Look at the way he made his comeback. Last week he was telling us that he would be putting his genius at the disposal of Donald Trump as Agent Orange plots a return to the White House, as if Britain was now too small a stage to accommodate his talents.
But after Farage’s acolytes spent the next few days whispering in his ear about how wonderful he was, he changed his mind. Britain’s General Election will, after all, now be graced with Nigel Farage’s presence.
His self-regard is not entirely misplaced. Farage makes things happen. His genius for campaigning swung a majority behind the Leave camp in the EU referendum. He connects with people in a way that only Boris has ever been able to match.
This time round, however, his aim is to bring about the destruction of the Conservative Party – in large measure because it has refused to recognise him as the political prodigy he sees himself as.
Ask yourself this: if Farage had been given a peerage after Brexit, do you think he would now be campaigning to destroy the Conservative Party? Or, if the Tories had schmoozed him and flattered him and told him how desperate they were to have him as a member, do you think he would now be doing anything other than trying to save its skin?
Farage’s political career has been spent outside the Conservative Party not because of any great ideological differences but because he is incapable of being anything other than a one-man-band.
Pretty much every political ally he has ever had has become an enemy and every alliance he has ever forged has shattered amid acrimony.
Farage was instrumental in helping Tory turncoat Douglas Carswell become UKIP’s first MP – in Clacton, where Farage is now standing. However, it didn’t take long for Farage to fall out with his only man in the House of Commons.
Tellingly, one factor behind their split was Carswell’s alleged refusal to support a knighthood for Farage. It’s like the old joke about Peter Mandelson: ‘Why do people take an instant dislike to PM? Because it saves time.’
The truth is that Reform’s entire campaign over the next four weeks will be driven by one thing: Nigel Farage’s wounded ego. Spurned by the Tories, he wants to destroy them.
The Conservatives have not got much right in this election.

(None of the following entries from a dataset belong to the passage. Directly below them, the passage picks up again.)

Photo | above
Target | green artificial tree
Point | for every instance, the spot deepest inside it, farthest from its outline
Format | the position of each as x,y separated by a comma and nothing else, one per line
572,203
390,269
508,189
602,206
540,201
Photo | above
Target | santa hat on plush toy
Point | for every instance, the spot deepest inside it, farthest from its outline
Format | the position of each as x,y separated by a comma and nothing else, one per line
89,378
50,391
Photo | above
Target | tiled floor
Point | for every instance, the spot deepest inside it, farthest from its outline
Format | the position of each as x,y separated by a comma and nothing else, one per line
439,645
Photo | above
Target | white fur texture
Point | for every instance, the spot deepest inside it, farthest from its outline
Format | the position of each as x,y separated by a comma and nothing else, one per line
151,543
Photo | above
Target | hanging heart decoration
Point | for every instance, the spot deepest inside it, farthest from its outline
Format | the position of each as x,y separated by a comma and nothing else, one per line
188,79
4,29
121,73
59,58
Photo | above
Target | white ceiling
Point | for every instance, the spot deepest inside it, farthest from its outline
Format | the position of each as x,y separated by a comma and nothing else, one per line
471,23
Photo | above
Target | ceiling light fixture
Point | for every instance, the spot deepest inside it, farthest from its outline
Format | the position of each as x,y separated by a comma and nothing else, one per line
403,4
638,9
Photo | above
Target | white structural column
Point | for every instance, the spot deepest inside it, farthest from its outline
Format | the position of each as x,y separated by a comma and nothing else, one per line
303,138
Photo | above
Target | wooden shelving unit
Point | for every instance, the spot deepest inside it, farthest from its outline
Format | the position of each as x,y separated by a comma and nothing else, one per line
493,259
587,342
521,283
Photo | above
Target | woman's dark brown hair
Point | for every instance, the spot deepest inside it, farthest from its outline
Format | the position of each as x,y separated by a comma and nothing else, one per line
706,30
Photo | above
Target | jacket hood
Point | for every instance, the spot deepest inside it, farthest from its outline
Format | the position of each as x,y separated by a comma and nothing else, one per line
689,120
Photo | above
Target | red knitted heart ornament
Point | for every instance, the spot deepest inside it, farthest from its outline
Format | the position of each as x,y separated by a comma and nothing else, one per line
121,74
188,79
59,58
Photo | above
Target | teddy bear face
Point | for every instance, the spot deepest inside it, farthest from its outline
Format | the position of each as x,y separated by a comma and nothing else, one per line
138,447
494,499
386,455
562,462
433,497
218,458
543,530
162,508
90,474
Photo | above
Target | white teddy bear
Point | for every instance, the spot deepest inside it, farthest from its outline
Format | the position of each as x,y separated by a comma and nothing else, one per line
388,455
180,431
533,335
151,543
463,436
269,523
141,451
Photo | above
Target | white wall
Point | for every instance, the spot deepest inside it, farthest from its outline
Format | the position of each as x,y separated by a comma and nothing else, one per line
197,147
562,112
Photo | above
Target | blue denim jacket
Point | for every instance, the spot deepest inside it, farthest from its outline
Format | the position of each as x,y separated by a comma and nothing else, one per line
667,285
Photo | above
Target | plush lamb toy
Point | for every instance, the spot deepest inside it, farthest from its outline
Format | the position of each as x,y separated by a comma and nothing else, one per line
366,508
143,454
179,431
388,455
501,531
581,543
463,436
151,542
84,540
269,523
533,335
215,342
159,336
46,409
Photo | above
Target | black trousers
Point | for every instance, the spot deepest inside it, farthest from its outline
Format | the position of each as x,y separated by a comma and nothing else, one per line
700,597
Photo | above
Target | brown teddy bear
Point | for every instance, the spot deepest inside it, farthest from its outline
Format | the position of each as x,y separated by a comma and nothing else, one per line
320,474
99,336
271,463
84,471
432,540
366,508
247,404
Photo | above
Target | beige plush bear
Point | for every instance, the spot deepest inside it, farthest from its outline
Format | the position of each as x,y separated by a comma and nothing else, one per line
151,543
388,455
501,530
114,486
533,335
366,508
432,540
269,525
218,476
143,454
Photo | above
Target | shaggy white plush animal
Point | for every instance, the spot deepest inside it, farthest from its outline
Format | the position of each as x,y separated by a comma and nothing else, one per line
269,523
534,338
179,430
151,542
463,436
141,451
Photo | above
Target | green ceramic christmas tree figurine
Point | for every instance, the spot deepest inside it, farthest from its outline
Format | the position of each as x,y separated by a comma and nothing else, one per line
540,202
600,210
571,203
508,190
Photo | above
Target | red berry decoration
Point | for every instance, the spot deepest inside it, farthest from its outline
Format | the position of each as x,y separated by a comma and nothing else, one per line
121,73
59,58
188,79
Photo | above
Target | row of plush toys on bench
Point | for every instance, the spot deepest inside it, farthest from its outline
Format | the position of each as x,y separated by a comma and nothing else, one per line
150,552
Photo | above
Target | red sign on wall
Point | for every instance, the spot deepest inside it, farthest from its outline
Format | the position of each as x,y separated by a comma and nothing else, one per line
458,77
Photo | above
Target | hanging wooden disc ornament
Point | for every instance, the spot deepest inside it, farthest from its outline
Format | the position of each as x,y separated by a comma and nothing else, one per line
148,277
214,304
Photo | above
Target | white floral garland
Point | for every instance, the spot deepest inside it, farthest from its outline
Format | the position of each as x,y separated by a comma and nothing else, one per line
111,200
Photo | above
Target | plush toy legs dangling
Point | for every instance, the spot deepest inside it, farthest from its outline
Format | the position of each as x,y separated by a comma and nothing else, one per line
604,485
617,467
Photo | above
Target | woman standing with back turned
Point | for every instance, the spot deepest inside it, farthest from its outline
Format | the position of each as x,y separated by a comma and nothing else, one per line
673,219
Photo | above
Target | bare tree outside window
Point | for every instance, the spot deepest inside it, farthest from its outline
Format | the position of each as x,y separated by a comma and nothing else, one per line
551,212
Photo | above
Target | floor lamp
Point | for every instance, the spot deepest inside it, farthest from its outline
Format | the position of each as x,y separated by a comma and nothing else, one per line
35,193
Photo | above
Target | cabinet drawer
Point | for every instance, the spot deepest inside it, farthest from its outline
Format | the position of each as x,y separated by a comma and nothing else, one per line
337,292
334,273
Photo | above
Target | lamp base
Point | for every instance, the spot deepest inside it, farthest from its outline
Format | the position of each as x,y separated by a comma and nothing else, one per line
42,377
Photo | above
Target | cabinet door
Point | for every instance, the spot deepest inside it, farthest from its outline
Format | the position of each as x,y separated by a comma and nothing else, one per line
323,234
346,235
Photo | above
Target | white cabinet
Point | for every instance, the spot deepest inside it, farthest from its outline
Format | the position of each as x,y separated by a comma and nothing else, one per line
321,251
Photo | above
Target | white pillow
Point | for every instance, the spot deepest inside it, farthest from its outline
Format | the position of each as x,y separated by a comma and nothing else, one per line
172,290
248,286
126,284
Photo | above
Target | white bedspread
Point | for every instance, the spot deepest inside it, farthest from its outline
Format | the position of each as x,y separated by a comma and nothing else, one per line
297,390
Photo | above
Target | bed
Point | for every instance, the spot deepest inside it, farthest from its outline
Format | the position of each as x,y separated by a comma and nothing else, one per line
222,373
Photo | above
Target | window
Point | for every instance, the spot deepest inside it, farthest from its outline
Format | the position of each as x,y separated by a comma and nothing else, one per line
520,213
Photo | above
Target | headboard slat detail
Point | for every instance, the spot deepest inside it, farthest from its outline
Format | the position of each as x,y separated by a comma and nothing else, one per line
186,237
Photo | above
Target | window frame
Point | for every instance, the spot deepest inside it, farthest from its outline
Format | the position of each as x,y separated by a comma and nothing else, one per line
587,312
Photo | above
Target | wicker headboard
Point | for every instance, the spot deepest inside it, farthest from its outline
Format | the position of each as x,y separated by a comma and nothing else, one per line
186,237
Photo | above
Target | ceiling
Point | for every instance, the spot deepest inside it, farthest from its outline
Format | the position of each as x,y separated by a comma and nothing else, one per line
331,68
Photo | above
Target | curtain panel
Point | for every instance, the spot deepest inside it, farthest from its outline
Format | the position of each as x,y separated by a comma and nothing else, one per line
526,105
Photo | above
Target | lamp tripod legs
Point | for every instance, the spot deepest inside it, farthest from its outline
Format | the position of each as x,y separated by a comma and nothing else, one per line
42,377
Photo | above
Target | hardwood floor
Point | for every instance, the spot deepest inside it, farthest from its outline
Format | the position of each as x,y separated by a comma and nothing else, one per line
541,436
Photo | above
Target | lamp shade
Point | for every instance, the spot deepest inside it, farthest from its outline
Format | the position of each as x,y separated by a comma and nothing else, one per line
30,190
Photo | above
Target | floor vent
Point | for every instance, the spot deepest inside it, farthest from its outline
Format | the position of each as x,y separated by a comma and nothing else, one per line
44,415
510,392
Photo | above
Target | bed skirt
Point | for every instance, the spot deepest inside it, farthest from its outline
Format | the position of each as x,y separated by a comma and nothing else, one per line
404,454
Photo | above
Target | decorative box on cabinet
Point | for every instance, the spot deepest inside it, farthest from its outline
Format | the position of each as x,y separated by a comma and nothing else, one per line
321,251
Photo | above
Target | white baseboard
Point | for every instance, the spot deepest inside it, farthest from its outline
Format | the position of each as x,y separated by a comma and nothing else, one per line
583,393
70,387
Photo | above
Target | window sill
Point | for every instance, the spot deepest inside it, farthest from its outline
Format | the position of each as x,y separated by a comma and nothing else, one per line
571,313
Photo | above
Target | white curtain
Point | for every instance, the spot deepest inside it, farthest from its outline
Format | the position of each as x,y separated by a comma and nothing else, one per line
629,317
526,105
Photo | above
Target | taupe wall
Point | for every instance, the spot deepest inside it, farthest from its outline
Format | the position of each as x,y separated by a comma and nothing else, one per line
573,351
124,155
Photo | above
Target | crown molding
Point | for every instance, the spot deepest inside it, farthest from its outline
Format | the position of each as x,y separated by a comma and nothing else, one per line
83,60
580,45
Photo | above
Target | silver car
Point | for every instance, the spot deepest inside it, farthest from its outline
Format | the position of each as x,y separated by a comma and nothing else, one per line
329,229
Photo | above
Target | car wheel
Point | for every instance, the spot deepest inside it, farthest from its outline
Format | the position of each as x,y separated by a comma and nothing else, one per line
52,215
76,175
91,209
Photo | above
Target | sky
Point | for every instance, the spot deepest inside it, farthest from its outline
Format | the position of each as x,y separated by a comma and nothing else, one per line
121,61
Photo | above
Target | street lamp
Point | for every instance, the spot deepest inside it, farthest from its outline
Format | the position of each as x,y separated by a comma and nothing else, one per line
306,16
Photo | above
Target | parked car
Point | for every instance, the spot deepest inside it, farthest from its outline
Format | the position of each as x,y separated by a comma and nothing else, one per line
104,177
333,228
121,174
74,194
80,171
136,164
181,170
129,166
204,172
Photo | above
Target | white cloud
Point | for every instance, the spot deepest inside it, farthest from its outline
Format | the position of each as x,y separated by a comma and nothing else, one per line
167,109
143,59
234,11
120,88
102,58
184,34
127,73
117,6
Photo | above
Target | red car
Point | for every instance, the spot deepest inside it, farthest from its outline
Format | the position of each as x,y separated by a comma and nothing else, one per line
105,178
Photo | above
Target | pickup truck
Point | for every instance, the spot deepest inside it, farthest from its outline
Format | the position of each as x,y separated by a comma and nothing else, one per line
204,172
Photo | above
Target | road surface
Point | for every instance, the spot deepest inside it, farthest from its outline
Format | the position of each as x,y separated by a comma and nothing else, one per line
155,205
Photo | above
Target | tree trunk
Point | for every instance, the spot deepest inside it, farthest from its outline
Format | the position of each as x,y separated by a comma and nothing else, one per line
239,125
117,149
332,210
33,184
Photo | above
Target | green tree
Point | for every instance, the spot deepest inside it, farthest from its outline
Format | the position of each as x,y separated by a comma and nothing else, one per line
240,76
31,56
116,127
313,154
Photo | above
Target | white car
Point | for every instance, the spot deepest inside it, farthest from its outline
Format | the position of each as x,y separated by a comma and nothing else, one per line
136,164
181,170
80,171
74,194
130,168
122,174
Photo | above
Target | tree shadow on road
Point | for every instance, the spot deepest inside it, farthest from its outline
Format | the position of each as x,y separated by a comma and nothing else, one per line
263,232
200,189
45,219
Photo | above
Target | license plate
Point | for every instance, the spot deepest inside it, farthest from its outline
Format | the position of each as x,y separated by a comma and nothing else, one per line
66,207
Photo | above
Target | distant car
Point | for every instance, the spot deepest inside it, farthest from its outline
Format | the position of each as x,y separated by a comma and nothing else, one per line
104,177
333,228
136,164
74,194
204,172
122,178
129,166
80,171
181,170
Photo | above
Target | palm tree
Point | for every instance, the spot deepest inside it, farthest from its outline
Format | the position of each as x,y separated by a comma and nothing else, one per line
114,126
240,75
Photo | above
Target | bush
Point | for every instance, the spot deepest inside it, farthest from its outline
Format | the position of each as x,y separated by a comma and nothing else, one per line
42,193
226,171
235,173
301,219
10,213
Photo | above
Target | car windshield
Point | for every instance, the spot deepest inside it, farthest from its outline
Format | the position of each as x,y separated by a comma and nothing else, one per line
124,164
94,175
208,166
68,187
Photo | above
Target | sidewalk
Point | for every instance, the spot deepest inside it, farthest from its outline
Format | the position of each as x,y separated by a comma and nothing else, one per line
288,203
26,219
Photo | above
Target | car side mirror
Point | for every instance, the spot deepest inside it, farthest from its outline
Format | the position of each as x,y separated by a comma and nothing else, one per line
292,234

But their central message about Reform – that a vote for the party is, in effect, a vote for Labour – is spot on.
Reform’s core purpose is to destroy the Tory Party by splitting the anti-Labour vote and then rise from the ashes to become the dominant party of the Right.
If you’re unhappy with the Tories – who isn’t? – it might seem a good idea to give them a kick by voting for Nigel Farage. Bring them to their senses and all that.
But in reality, the larger the Reform vote, the larger the Labour majority. And the larger the Labour majority, the more irrelevant the remaining Tory MPs will be.
Starmer’s people will have the power, crucially, to neuter any opposition for the next five years. And will be guaranteed at least two terms.
I have no love for the Conservative Party. I have voted Labour far more often than I have voted for the Tories. But I understand that democracy needs a credible opposition whoever is in power.
One of the reasons our politics has been so mad for so much of the recent past is that Labour provided no credible opposition when Jeremy Corbyn was party leader.
Farage’s Reform is a kind of mirror-image of Corbyn’s Labour. While Corbyn was adored by one section of the electorate but loathed by everyone else, so Farage is hailed as a hero by his supporters but regarded as fringe by the mainstream. You don’t seek election as an MP seven times and lose every time – as Farage has done – if you’re the voice of the majority.
And just as Corbyn’s 2019 manifesto was a ragbag of supposedly popular policies – free broadband, anyone? – which didn’t survive a moment’s scrutiny, so Reform’s promises, such as slashing taxes at the same time as hugely increasing spending, aren’t a real programme for power.
Ironically, the more successful Farage is in splitting the anti-Labour vote, the more likely a Starmer administration is to undo the one undoubted success of his career: Brexit.
Does he really want to become the author of his own triumph’s demise?